The mosque was begun in 784 by Abd ar-Rahman, who was celebrating his victory not over the Christians of Córdoba, but the motley bunch of other Muslims who had challenged his rule in Iberia. Rahman came from the Umayyad family, who had once ruled over the largest empire the world had ever seen, but who were ousted from their capital in Damascus by their rivals, the Abbasids. Abd ar-Rahman fled into exile and made Córdoba his capital, from which he repulsed various attempts by the Abbasids to take Iberia for themselves. He ordered the Great Mosque built to celebrate this, not to celebrate the original conquest of Iberia, which he'd had nothing to do with - and this is probably why the mosque's mihrab (which determines the direction of prayer) wasn't oriented towards Mecca like in most mosques, but oriented as if it were actually situated in Damascus, Rahman's old stomping ground.
Most Islamic fundamentalists take an incredibly dim view of the Umayyads, and nor is it in their DNA to look kindly upon giant, grand mosques designed to serve as political symbols for a factional ruler either. It is hard to overstate the puritanism of Islamic fundamentalism as a movement, and its abhorrence of pomp and display (similar, of course, to the stance of some Protestants): hence the injunction against pictorial representations of the Prophet, which can be seen not only as blasphemous but also as an invitation to worship false idols. When the fundamentalist Wahhabis originally burst forth from the Arabian desert in 1806, they levelled a number of historic mosques associated with the earliest days of Islam and made a great show of destroying the Prophet's tombstone to stop fellow Muslims from "worshipping" it. This action is much more indicative of fundamentalist Islam's agenda than the construction of the Grand Mosque of Córdoba.

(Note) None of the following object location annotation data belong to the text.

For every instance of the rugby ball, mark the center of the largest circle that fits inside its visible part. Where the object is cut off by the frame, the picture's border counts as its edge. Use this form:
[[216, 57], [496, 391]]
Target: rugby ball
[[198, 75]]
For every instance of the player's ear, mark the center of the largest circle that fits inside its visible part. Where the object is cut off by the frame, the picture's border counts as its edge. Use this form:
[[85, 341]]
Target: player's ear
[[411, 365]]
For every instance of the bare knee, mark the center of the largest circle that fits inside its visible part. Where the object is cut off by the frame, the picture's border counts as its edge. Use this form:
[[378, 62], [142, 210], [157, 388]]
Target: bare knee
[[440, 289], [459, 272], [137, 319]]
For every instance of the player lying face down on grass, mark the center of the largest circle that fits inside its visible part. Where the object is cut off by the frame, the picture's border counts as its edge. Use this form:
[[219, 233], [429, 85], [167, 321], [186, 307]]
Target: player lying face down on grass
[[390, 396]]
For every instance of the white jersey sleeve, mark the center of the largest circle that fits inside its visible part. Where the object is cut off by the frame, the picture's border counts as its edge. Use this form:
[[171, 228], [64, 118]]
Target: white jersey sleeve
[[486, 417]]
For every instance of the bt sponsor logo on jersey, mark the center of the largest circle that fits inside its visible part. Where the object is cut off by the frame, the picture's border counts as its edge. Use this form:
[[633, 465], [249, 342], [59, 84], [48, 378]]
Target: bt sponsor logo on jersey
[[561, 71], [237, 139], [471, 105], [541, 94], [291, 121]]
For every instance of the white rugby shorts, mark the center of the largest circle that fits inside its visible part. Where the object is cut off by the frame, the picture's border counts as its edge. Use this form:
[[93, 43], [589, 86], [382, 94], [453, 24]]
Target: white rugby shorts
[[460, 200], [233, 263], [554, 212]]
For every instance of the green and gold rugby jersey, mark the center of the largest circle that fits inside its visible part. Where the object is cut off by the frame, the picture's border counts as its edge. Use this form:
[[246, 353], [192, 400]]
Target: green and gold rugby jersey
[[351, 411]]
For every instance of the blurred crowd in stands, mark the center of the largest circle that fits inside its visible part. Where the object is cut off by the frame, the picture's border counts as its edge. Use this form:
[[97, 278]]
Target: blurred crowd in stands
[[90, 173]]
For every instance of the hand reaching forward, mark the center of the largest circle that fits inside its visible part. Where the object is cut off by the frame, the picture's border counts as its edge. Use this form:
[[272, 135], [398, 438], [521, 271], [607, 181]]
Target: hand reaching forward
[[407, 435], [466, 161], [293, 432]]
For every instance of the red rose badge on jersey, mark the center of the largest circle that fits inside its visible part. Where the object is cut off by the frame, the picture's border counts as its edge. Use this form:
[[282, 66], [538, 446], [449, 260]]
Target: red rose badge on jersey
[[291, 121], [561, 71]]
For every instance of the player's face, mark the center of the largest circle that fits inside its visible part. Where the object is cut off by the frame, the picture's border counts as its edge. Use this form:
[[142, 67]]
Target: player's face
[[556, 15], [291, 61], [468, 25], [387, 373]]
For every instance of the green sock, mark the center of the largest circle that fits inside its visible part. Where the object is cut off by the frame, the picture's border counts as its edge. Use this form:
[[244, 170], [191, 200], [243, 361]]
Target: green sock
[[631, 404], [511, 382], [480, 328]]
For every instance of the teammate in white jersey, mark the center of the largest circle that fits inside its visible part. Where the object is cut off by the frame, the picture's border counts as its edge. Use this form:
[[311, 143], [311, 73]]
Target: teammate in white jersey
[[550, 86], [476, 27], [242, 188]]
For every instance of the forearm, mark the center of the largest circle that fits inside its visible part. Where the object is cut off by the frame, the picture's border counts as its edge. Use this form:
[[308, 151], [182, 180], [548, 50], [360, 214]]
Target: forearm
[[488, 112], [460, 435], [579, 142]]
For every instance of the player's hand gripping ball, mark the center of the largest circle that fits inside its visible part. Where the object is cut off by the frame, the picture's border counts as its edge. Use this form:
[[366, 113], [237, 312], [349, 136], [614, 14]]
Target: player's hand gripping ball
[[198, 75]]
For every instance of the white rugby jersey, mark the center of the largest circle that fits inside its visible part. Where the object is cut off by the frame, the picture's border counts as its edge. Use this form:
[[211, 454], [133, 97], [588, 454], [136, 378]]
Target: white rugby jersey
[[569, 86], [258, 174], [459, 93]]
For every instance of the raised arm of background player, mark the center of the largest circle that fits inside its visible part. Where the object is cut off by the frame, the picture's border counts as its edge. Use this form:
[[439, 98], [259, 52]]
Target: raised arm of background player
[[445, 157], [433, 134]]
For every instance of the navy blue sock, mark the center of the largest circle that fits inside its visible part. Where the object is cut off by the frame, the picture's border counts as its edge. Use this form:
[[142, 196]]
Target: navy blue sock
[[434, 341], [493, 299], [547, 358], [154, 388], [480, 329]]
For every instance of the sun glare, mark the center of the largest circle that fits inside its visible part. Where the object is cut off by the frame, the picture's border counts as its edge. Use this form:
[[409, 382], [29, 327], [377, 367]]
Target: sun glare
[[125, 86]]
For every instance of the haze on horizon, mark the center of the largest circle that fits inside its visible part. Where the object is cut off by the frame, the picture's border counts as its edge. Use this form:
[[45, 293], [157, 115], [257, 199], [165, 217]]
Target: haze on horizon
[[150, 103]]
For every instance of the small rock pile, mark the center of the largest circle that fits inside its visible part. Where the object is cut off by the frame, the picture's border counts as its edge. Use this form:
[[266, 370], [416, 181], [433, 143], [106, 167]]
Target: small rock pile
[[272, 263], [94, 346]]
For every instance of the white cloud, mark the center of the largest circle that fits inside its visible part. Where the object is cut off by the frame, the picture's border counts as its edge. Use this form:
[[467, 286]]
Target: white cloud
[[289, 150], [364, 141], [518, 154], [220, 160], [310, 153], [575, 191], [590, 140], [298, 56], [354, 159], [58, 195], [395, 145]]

Córdoba will remain a controversial symbol for anyone who benefits from stripping away the intricacies of its history and presenting it in only one light, whether it be fundamentalists who are drunk on stories of early Arab conquests but who ignore the messy compromises and realities that real politics entails, or western sycophants who seek to assuage post-colonial guilt by pretending that the Arab past was a utopia. Whatever else one might achieve by shining a spotlight on the history and symbolism of Córdoba, greater mutual and self-understanding - for better and worse - might just be one result.